Ce matin du 02 octobre 1958, le Palais de l’Assemblée territoriale, à l’extrême pointe de la presqu’ile de Kaloum, baigne dans une effervescence inhabituelle. Une foule compacte et gaie trépigne d’impatience, attendant d’un moment à l’autre la proclamation de l’indépendance de la Guinée par Sékou Touré, président du Conseil de gouvernement. A l’intérieur, celui-ci a déjà pris place en compagnie de Saïfoulaye Diallo, président de l’Assemblée territoriale. Naturellement, les Conseillers territoriaux qui sont sur le point de devenir les députés du nouvel Etat, sont  confortablement installés. Soudain, la voix tonitruante de Sékou Touré déchire l’air et libère le message historique tant attendu depuis le 25 août et surtout le 28 septembre de la même année. « Je déclare l’indépendance et la pleine souveraineté de la République de Guinée ». L’applaudimètre explose dans la salle.
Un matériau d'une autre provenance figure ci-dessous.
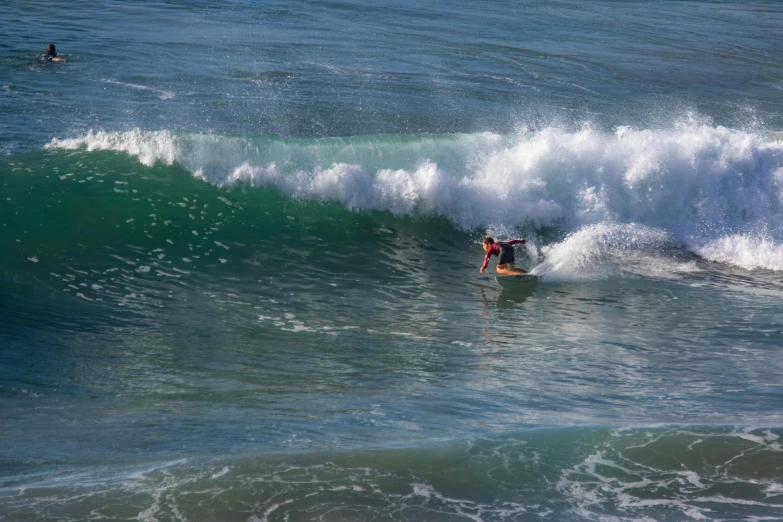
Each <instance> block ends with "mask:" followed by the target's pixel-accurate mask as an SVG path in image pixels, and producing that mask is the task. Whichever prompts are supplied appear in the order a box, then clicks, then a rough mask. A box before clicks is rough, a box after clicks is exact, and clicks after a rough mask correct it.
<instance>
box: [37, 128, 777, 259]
mask: <svg viewBox="0 0 783 522" xmlns="http://www.w3.org/2000/svg"><path fill="white" fill-rule="evenodd" d="M47 147H48V148H49V149H67V150H73V149H86V150H88V151H95V150H112V151H121V152H126V153H128V154H130V155H132V156H134V157H136V158H138V160H139V161H140V162H141V163H142V164H144V165H146V166H152V165H154V164H156V163H163V164H167V165H171V164H174V163H177V164H181V165H183V166H184V167H185V168H186V169H187V170H188V171H189V172H191V173H192V174H193V175H195V176H198V177H200V178H203V179H205V180H207V181H209V182H210V183H213V184H216V185H219V186H229V185H236V184H244V185H251V186H256V187H274V188H276V189H278V190H280V191H282V192H284V193H285V194H288V195H289V196H292V197H295V198H300V199H318V200H328V201H336V202H339V203H341V204H342V205H344V206H345V207H347V208H349V209H354V210H382V211H389V212H392V213H393V214H397V215H432V216H443V217H446V218H448V219H449V220H450V221H452V222H453V223H454V224H455V225H457V226H458V227H462V228H466V229H473V228H488V229H489V230H490V231H491V232H492V231H498V232H500V233H502V232H503V231H511V230H514V229H529V228H531V227H532V228H534V229H542V228H547V227H553V228H557V229H560V230H562V231H564V232H566V233H577V232H579V231H581V230H584V229H585V227H588V228H589V227H594V226H604V227H606V226H610V227H613V230H615V231H616V230H618V228H617V227H620V228H623V227H625V228H624V230H625V231H624V232H623V234H625V235H626V236H628V237H629V238H632V237H634V236H635V233H636V232H637V231H640V230H647V231H648V232H645V234H647V235H650V234H651V235H653V236H656V237H663V238H665V241H664V243H673V244H680V245H683V246H685V247H686V248H687V249H689V250H691V251H692V252H694V253H696V254H698V255H699V256H701V257H703V258H705V259H708V260H711V261H716V262H721V263H728V264H732V265H736V266H739V267H742V268H745V269H757V268H761V269H768V270H783V214H782V213H781V204H782V202H783V142H781V141H780V140H779V139H778V138H777V137H776V136H772V135H769V134H765V133H755V132H749V131H739V130H732V129H728V128H724V127H713V126H709V125H704V124H698V123H693V122H690V123H683V124H681V125H677V126H675V127H674V128H671V129H668V130H651V129H647V130H637V129H633V128H627V127H623V128H618V129H616V131H615V132H614V133H604V132H600V131H597V130H594V129H592V128H590V127H585V128H583V129H581V130H576V131H569V130H565V129H562V128H556V127H548V128H544V129H541V130H537V131H525V132H519V133H518V134H514V135H498V134H493V133H479V134H461V135H441V136H438V135H433V136H428V135H413V136H368V137H353V138H323V139H301V140H294V139H281V138H269V137H252V136H245V137H241V136H240V137H234V136H221V135H210V134H176V133H172V132H169V131H157V132H155V131H140V130H135V131H130V132H122V133H110V132H95V133H93V132H91V133H89V134H87V135H85V136H83V137H81V138H76V139H66V140H60V139H55V140H53V141H52V142H51V143H50V144H49V145H48V146H47ZM629 227H630V228H629ZM583 234H584V233H583ZM576 240H577V239H575V238H571V239H568V240H567V241H576Z"/></svg>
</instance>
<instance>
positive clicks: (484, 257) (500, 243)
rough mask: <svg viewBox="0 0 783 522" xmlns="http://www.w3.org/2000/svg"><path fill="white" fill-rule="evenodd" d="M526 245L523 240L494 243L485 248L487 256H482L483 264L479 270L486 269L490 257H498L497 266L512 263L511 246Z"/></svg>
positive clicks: (513, 257)
mask: <svg viewBox="0 0 783 522" xmlns="http://www.w3.org/2000/svg"><path fill="white" fill-rule="evenodd" d="M523 243H527V241H526V240H524V239H512V240H511V241H496V242H494V243H492V245H490V246H489V248H487V255H486V256H484V264H482V265H481V270H484V269H485V268H487V265H488V264H489V258H490V257H492V256H498V265H506V264H513V263H514V247H513V246H511V245H517V244H519V245H521V244H523Z"/></svg>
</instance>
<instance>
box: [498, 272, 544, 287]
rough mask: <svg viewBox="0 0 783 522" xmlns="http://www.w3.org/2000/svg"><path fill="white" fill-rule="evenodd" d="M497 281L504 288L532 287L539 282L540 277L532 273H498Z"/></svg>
mask: <svg viewBox="0 0 783 522" xmlns="http://www.w3.org/2000/svg"><path fill="white" fill-rule="evenodd" d="M495 281H497V282H498V284H499V285H500V286H502V287H503V288H509V289H513V288H531V287H533V285H535V284H536V283H538V278H537V277H536V276H534V275H531V274H509V275H496V276H495Z"/></svg>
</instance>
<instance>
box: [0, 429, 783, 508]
mask: <svg viewBox="0 0 783 522" xmlns="http://www.w3.org/2000/svg"><path fill="white" fill-rule="evenodd" d="M779 441H780V430H765V429H756V430H751V429H747V430H731V429H716V428H699V427H672V428H649V429H625V430H615V431H612V430H602V429H586V430H542V431H540V432H535V431H534V432H532V433H527V434H515V435H510V436H508V435H507V436H503V437H494V438H489V439H480V440H474V441H471V442H470V443H455V442H452V443H448V444H443V445H440V446H438V447H425V448H416V449H399V450H394V449H392V450H376V451H361V452H353V453H347V454H339V453H337V454H335V453H327V454H324V455H319V454H311V455H287V456H278V455H268V456H265V457H248V456H245V457H234V458H222V459H203V458H201V459H181V460H175V461H170V462H163V463H153V464H147V465H146V466H138V467H135V468H134V467H130V466H124V467H118V468H115V469H113V470H105V469H100V468H98V469H93V470H91V471H90V472H86V471H85V470H80V471H76V470H73V471H70V472H67V473H61V474H60V476H58V477H56V478H49V479H47V480H39V481H33V482H32V483H27V484H25V485H24V486H20V485H16V484H13V485H9V486H6V487H5V488H3V489H0V498H3V497H4V498H5V500H6V505H5V507H4V508H1V509H0V513H4V514H6V515H9V516H11V517H12V518H35V519H36V520H61V519H62V518H69V519H84V518H89V517H91V516H92V517H94V516H96V515H101V516H104V517H107V518H110V517H117V518H120V517H121V514H123V513H130V514H133V515H134V516H135V515H136V514H138V515H137V517H136V518H137V519H138V520H150V521H152V520H169V519H177V520H203V519H217V518H223V517H229V516H231V519H236V520H268V521H273V520H323V519H327V518H328V519H335V520H338V519H339V520H346V521H360V520H367V519H368V518H372V519H389V520H399V519H402V520H411V521H430V520H435V519H437V520H444V521H452V520H453V521H457V520H475V521H486V522H492V521H504V520H540V519H548V520H563V521H616V522H624V521H633V520H656V521H658V520H660V521H675V520H727V519H729V520H775V519H778V518H779V516H778V514H779V510H780V508H781V503H780V501H781V494H782V493H783V488H781V482H780V480H781V479H782V478H783V477H781V471H780V463H781V455H782V454H783V453H782V452H781V448H780V442H779Z"/></svg>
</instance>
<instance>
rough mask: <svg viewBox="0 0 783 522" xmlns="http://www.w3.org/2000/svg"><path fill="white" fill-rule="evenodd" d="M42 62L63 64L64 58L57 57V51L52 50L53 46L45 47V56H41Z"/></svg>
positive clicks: (52, 49) (43, 54) (41, 60)
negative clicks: (60, 63)
mask: <svg viewBox="0 0 783 522" xmlns="http://www.w3.org/2000/svg"><path fill="white" fill-rule="evenodd" d="M41 61H42V62H64V61H66V60H65V58H60V57H59V56H57V51H56V50H55V49H54V44H49V45H47V46H46V54H42V55H41Z"/></svg>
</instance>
Les  tout nouveaux députés se congratulent, rêvent. Beaucoup disparaîtront dans le tourbillon incandescent de la Révolution. Dehors, la foule exulte, danse, chante les louanges à la gloire du Syli. La chronique d’une victoire annoncée s’achève.

Pour les leaders politiques guinéens de tous bords (PDG-RDA, PRA) et les masses, ce jour est la consécration d’une longue décennie de conquête de droits fondamentaux politiques, économiques, sociaux et culturels. Ils sont dorénavant libres et maîtres de leur destin. Le méchant colon s’en est allé.

Chaque année, les Guinéens commémorent ce jour fatidique, selon l’air du temps. Au début, la fête était fastidieuse, féérique. Peu à peu, elle s’est étiolée et a perdu de son éclat au point que cette année elle est réduite au dépôt de gerbe de fleur par le chef de l’Etat qui a fait aussi une adresse à la Nation, la veille. Contrairement aux us et habitudes, cette adresse n’est pas une logorrhée de réalisation politique, économique et sociale du régime, mais un condensé de choix stratégique dont tout le monde doit s’abreuver.

Elle rappelle à satiété un principe de base : « S’inspirer du passé pour construire ensemble le futur dans une perspective de souveraineté économique ». Convenons qu’il n’est pas superflu de rappeler cette lapalissade. Même Toto sait qu’on n’invente pas la roue. Qui plus est, cette adresse à la nation met du baume au cœur aux Guinéens. Elle leur apprend que pour la première fois, la Guinée a été notée par une agence de notation internationale. Allélua ! Elle a obtenu un B+. Bravo ! Un coup d’essai pour un coup de maître !

Le monde occidental compte de nombreuses agences de notation qui, comble de malheur, distribuent des notes aux économies des grands pays industrialisés du monde en raison de leur performance. Les agences de notation notent la performance des pays sur une échelle allant de AAA (la meilleure note, indiquant un faible risque) à D (le défaut de paiement). On affecte des + ou – à ces lettres pour désigner des bonnes ou mauvaises perspectives permettant d’envisager d’éventuels changements futurs. Jusqu’ici, la Guinée n’avait jamais été notée par une agence.

Dans cette communication, le Général Mamadi Doumbouya a clamé haut et fort sa volonté de promouvoir un capital humain de qualité aussi bien sur le plan professionnel que moral. N’est-ce pas là la source de la bonne gouvernance ? Œuvre homérique, mais tout à fait à la hauteur d’homme.